Friday, February 26, 2010

2/24 Value Patterns

More value studies Wednesday evening.  This time we focused on value's influence on composition by establishing a pattern.  Students hand-toned their paper to a medium gray value.  Once the composition was sketched in the process was to focus on individual values of white (erased/ reduced), light gray (paper tone), dark gray (added) and black (added).  In other words, focus on all the white objects and areas.  Use the eraser to establish the whites.  Then move on to another value . . . say black.  This will bring contrast to a drawing quickly.  Draw in all the black areas paying attention to the way the "eye" is led throughout the composition.  Continue addressing the remaining values establishing a pattern and making adjustments as needed.  When you develop the pattern, you will see gaps where you may need another white or darker value.  One that is different than the actual still life setup.

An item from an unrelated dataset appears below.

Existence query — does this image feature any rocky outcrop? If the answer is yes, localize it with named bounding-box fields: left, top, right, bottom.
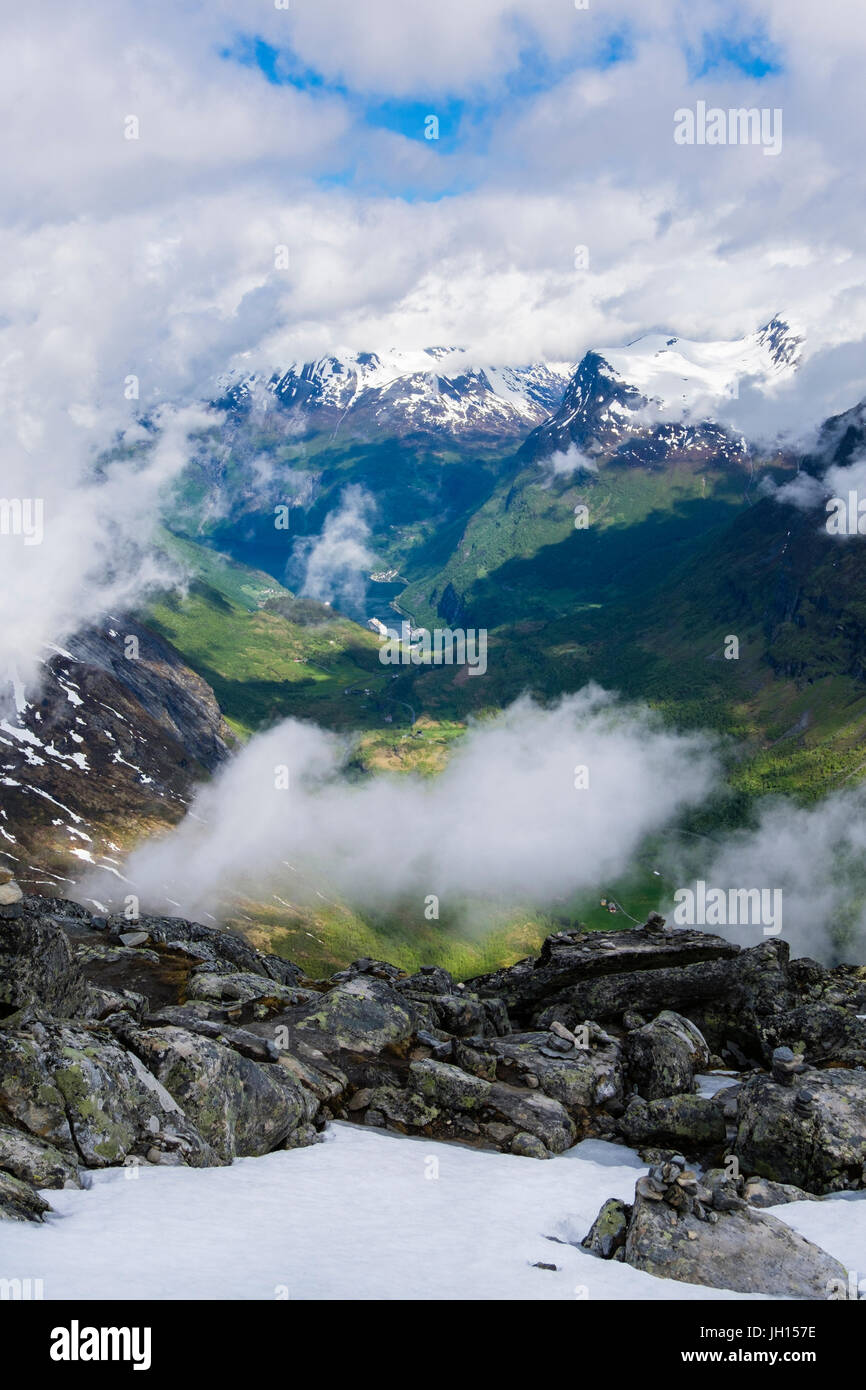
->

 In Jilisa Dial's drawing the white shapes establish a strong triangulation that crosses the center of the drawing starting with the funnel to the bottom left and over to the books on the right.
In this dense and compact drawing by Zoe Huffman, values are repeated within the objects as well as negative areas and shadows.  Note the two triangles found in the chicken feeder and the funnel in the left of the composition.  These are counter balanced by the black triangle in the bottom right corner and upper right corner.  In addition, small dark triangles are found in the negative area  situated within the wooden picture frame and across the composition to the left on the corners of the stack of books. If you look closely, you can also find a series of white triangles throughout the composition.